Where Select Emerging Markets Still Offer Long-Term Potential
While recent volatility has driven capital out of emerging markets, it’s also revealing divergence beneath the surface. For long-term investors, the opportunity may lie in identifying which EMs are positioned to benefit from structural shifts—not abandoning the asset class altogether.
- Supply Chain Realignment:
Tariff pressures are prompting multinationals to diversify production beyond China. Countries like Vietnam, Mexico, and Indonesia are gaining momentum as manufacturing hubs, attracting foreign direct investment and infrastructure upgrades.¹⁰ ¹¹ ¹² These trends aren’t evenly distributed, but they represent a durable shift for some economies.
- Domestic Market Growth:
Some EMs are actively strengthening internal demand through improved credit access, rising wages, and investment in local services.¹³ These dynamics make certain economies more resilient to external shocks and global trade volatility.
- Technological Advancements:
Innovation is accelerating in select EMs where governments and private firms are investing in digital infrastructure, clean energy, and AI.¹⁴ These efforts are most promising where technological adoption aligns with national priorities and market readiness.

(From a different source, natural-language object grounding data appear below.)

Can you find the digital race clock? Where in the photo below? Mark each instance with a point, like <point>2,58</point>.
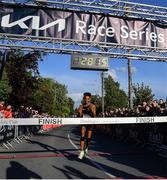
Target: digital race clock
<point>89,62</point>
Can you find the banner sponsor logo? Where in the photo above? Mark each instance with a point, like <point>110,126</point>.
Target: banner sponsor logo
<point>50,121</point>
<point>73,25</point>
<point>35,23</point>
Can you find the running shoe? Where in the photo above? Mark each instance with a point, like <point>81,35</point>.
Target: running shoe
<point>81,154</point>
<point>86,151</point>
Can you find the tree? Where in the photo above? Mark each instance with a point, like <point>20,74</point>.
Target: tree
<point>142,93</point>
<point>51,97</point>
<point>22,72</point>
<point>114,96</point>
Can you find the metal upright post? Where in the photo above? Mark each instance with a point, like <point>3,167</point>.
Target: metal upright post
<point>130,88</point>
<point>102,91</point>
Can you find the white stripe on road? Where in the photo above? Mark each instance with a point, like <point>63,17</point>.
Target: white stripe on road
<point>91,160</point>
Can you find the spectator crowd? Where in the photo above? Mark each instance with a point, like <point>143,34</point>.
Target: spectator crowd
<point>153,108</point>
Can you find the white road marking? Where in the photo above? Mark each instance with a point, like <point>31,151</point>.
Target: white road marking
<point>91,160</point>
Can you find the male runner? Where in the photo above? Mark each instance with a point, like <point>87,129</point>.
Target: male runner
<point>86,109</point>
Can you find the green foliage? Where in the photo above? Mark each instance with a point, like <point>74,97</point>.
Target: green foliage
<point>51,97</point>
<point>24,86</point>
<point>142,93</point>
<point>114,96</point>
<point>22,72</point>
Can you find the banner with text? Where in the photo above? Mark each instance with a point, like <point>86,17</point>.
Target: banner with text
<point>54,23</point>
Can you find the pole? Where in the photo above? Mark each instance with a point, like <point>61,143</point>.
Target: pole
<point>2,64</point>
<point>102,91</point>
<point>130,88</point>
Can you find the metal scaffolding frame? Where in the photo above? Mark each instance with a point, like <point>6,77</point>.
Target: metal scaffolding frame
<point>55,45</point>
<point>114,7</point>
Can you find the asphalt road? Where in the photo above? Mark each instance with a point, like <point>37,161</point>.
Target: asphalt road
<point>54,154</point>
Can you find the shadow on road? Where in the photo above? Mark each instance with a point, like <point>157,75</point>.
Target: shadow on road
<point>72,173</point>
<point>18,171</point>
<point>125,159</point>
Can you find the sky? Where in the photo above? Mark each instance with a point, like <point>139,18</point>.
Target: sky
<point>154,74</point>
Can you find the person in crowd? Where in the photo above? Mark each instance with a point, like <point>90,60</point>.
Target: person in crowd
<point>8,112</point>
<point>86,109</point>
<point>155,108</point>
<point>161,103</point>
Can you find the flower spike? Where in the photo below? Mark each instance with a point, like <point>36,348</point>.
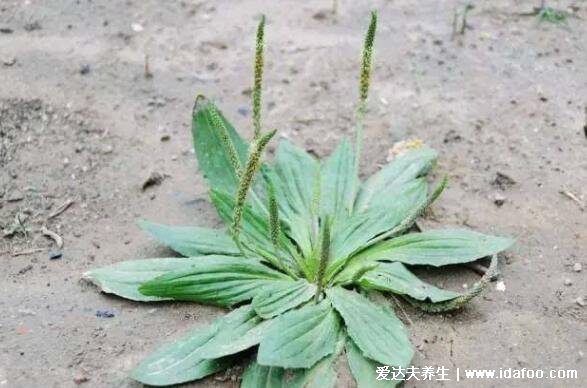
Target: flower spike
<point>246,180</point>
<point>258,78</point>
<point>364,90</point>
<point>218,124</point>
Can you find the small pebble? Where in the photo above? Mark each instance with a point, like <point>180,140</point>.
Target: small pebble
<point>55,254</point>
<point>85,69</point>
<point>25,312</point>
<point>137,27</point>
<point>499,200</point>
<point>15,196</point>
<point>104,314</point>
<point>80,379</point>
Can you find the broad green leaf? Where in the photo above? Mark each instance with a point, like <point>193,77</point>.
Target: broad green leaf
<point>213,157</point>
<point>281,296</point>
<point>259,376</point>
<point>217,280</point>
<point>255,231</point>
<point>402,170</point>
<point>239,330</point>
<point>124,278</point>
<point>338,181</point>
<point>364,369</point>
<point>395,277</point>
<point>299,338</point>
<point>434,247</point>
<point>183,360</point>
<point>321,375</point>
<point>375,329</point>
<point>294,171</point>
<point>191,240</point>
<point>360,228</point>
<point>438,247</point>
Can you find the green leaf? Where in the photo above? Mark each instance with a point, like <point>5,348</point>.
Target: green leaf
<point>191,240</point>
<point>281,296</point>
<point>299,338</point>
<point>405,168</point>
<point>395,277</point>
<point>375,329</point>
<point>255,230</point>
<point>356,232</point>
<point>437,247</point>
<point>212,154</point>
<point>239,330</point>
<point>124,278</point>
<point>294,171</point>
<point>321,375</point>
<point>259,376</point>
<point>338,181</point>
<point>364,369</point>
<point>184,359</point>
<point>217,280</point>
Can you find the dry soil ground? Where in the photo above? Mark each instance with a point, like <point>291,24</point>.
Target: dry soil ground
<point>80,121</point>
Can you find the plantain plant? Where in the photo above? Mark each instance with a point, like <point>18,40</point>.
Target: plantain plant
<point>306,247</point>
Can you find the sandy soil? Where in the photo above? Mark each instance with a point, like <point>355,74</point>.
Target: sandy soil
<point>80,121</point>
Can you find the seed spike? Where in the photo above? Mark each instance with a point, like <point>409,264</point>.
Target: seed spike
<point>274,225</point>
<point>364,83</point>
<point>246,180</point>
<point>366,63</point>
<point>257,85</point>
<point>324,257</point>
<point>219,125</point>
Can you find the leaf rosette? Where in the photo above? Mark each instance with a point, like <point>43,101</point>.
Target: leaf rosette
<point>305,243</point>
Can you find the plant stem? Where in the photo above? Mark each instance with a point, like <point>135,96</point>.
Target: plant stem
<point>364,92</point>
<point>218,124</point>
<point>246,180</point>
<point>258,78</point>
<point>324,256</point>
<point>274,225</point>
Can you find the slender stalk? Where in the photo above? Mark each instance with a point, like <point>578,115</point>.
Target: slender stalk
<point>315,205</point>
<point>246,180</point>
<point>219,125</point>
<point>364,83</point>
<point>257,84</point>
<point>324,257</point>
<point>274,225</point>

- Valuation Opportunities:
Broad outflows have driven down prices across EM asset classes, but in many cases, the correction has outpaced fundamentals. Some equities and bonds now trade at steep discounts, creating selective entry points for long-term portfolios.¹⁵ The challenge—and the opportunity—is in distinguishing signals from distractions.
How Long-Term Investors Can Stay the Course
Rather than exit emerging markets wholesale, long-term investors can reassess how and where to maintain exposure. As macro headwinds continue, a selective, forward-looking approach can help distinguish resilience from risk:
- Scenario planning: Use tools to model how EM regions may diverge under different tariff, commodity, and AI adoption scenarios. Stress-testing across macro and structural drivers can help uncover overlooked opportunities or hidden risks.
- Portfolio segmentation: Tilt allocations toward countries with rising domestic demand, improving policy frameworks, or advancing digital infrastructure. Where dispersion grows, so does the case for country- and sector-level nuance.
- Stewardship: Engage with companies to understand how they are navigating supply chain shifts, investing in productivity, or adapting to policy changes. Where direct engagement isn’t possible, incorporate innovation signals into due diligence.
- Valuation Opportunities: Recent capital outflows have driven down EM asset prices across the board. But in some markets, the selloff has outpaced fundamentals, creating potential entry points for investors with a multi-year horizon and the discipline to separate signal from noise.
Conclusion
Capital flight often signals fear, but it can also precede reinvention. As AI, industrial shifts, and domestic strength begin to take hold, investors willing to distinguish among markets may find opportunities others overlook. Volatility is a reality, but so is the potential for structural transformation, especially through AI. For long-term investors, the question is no longer whether to invest in EMs—it’s where, why, and with what time horizon.